Gorham’s Cave was inscribed on the World Heritage List in July of this year and Atapuerca in November 2000. Both the Gibraltar Museum and the Fundacion Atapuerca consider of great importance that scientific teams that research human evolution in sites that are recognised by UNESCO for their World Heritage value should get together to act as a network, given the complementary nature of their research and the similarity of many of the challenges which they face.

In addition as part of this co-operation both entities have signed a framework agreement which provides for teams from both entities to collaborate with each other, through the exchange of expertise and scientists. Members of the Atapuerca team have been participating in the Gorham’s Cave excavations for some years now as part of a multidisciplinary effort directed by Professor Clive Finlayson of the Gibraltar Museum.

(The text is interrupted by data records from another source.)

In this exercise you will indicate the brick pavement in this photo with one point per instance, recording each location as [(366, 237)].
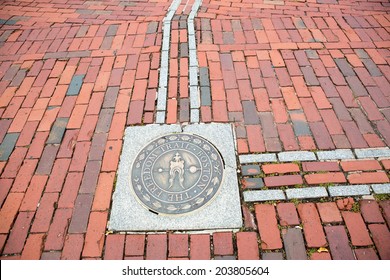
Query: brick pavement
[(289, 75)]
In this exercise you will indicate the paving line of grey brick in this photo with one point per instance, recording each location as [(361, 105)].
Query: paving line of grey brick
[(264, 195), (164, 63), (193, 64)]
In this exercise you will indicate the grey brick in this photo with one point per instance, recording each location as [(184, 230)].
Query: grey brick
[(312, 192), (372, 68), (104, 121), (270, 157), (250, 113), (57, 131), (75, 85), (183, 49), (204, 76), (372, 152), (381, 188), (294, 244), (195, 116), (160, 117), (263, 195), (8, 145), (205, 96), (296, 156), (250, 170), (110, 97), (335, 154), (345, 67), (252, 183), (347, 190)]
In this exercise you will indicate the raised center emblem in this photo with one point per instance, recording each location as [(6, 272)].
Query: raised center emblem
[(177, 174)]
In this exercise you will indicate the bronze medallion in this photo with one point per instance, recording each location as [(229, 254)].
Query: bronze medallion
[(177, 174)]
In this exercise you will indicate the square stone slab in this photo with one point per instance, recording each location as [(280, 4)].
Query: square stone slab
[(223, 211)]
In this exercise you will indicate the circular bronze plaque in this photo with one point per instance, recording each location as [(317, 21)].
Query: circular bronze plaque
[(177, 174)]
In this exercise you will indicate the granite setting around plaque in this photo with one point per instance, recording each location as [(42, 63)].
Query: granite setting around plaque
[(223, 212)]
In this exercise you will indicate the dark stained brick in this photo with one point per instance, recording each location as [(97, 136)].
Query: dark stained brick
[(338, 243), (7, 146), (57, 131), (75, 85), (294, 244), (80, 215)]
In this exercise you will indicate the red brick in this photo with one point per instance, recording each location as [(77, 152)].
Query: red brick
[(247, 246), (72, 247), (268, 227), (320, 166), (114, 247), (381, 236), (320, 256), (18, 235), (338, 243), (329, 212), (44, 213), (223, 243), (57, 176), (156, 248), (24, 175), (200, 247), (135, 245), (331, 177), (111, 155), (33, 248), (79, 161), (357, 229), (287, 214), (286, 180), (365, 254), (68, 144), (386, 164), (56, 236), (368, 177), (360, 165), (14, 163), (385, 205), (178, 245), (371, 212), (77, 117), (312, 227), (94, 238), (9, 210), (280, 168)]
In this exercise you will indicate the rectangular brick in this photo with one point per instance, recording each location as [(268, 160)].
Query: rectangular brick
[(94, 238), (368, 177), (339, 243), (324, 178), (81, 212), (285, 180), (312, 227), (381, 236), (294, 244), (247, 246), (135, 245), (268, 227), (114, 247), (357, 229), (200, 247), (156, 247), (57, 232)]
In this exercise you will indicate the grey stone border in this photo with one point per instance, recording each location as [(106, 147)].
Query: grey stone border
[(338, 154), (315, 192), (127, 214), (164, 63)]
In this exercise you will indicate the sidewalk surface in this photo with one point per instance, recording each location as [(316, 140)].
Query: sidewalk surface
[(296, 76)]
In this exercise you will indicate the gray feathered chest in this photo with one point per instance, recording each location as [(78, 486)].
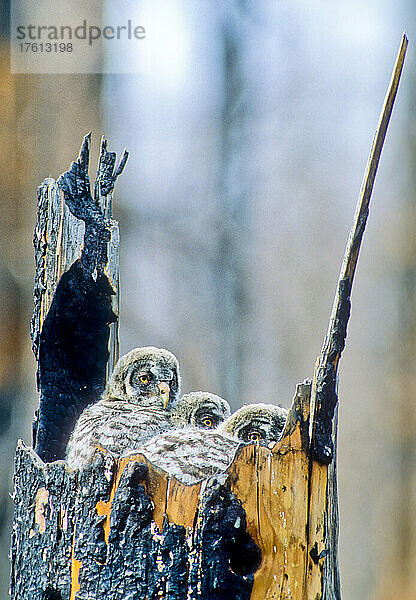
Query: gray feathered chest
[(118, 426)]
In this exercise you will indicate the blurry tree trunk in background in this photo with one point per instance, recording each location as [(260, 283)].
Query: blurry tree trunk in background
[(68, 106), (230, 267)]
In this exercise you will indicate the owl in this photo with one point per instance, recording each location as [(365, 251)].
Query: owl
[(192, 455), (135, 406), (200, 409), (260, 423)]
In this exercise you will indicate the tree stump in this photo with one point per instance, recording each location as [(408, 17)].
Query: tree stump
[(125, 529), (267, 528)]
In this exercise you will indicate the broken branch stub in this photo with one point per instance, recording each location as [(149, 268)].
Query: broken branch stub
[(75, 321)]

Among the results of this collaborative work was the presentation of evidence of Neanderthal symbolic capabilities which raised great interest in 2014 at the XVII World Congress of the International Union for Prehistoric and Protohistoric Sciences which was held in Burgos and organized by the Fundacion Atapuerca.

The Gibraltar Museum has also been developing new lines of research in relation to the modelling of ecosystems occupied by Neanderthals and Modern Humans at Gorham’s Cave, quantifying the environment and the behaviour of the hominids, and the impact of climate change. These lines of research have the potential of being amplified to other sites. In this regard Atapuerca and other sites of global importance that may join the new international network can become exemplary models to follow in future research that both institutions may develop along this line of ecological research.

The Gorham’s Cave Complex is considered among the last places to have been inhabited by Neanderthals. Evidence of occupation lasting over 125,000 years has been found here, in the context of a climatic refugium. These studies also reveal great similarities in behaviour between the Gibraltarian populations of Neanderthals and Modern Humans.